Serenade Woo, head of the Hong Kong Journalists Association, calls the restrictions "dangerous." She says they stem from the communist government's growing fear that the free-flow of information could destabilize China and tarnish its image at a time when the country's profile in the world is rising.

"China's story is becoming very powerful [at] the international level and they really want to preserve its reputation among the other countries," said Woo. "So they would like to make sure everything is going in the right direction, in their minds."

Foreign news organizations are often the only way ordinary people in China can learn about public disturbances, arrests of dissidents and religious leaders, public corruption and other subjects the government considers taboo.

Among other things, the rules bar foreign media operations from directly selling subscriptions in China. Instead, they must sell subscriptions through agents designated by Xinhua.

Xinhua said all foreign news organizations that distribute text, photos, and other material that is deemed unacceptable could lose their licenses.

Similar restrictions in the past have been largely ignored.
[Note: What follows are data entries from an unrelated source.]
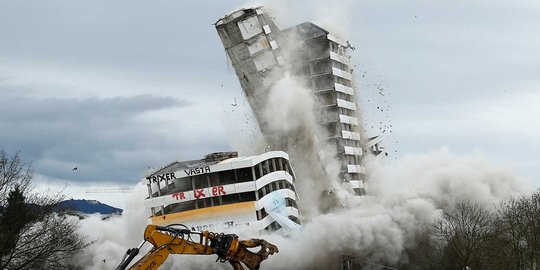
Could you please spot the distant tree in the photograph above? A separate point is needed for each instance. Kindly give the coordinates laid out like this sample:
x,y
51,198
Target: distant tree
x,y
461,236
32,236
519,220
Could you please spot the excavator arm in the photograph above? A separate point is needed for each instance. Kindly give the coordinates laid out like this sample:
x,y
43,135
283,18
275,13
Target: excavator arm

Other than threatening license suspensions, it is not clear how the government intends to enforce the rules this time, or how many foreign publishers may be affected. Officials at the Chinese foreign ministry, which oversees the activities of foreign journalists and grants them visas to work in China, had no immediate comment.

Voice of America has two correspondents based in Beijing. The Chinese government, however, normally tries to jam VOA's broadcast signals in the country and also blocks access to the VOA Internet sites. It is not clear how the new regulations will affect VOA and other foreign broadcasters.

The measures are the latest in a series of government clampdowns on the media in China. The country remains the world's leading jailer of journalists, with at least 35 reporters in prison.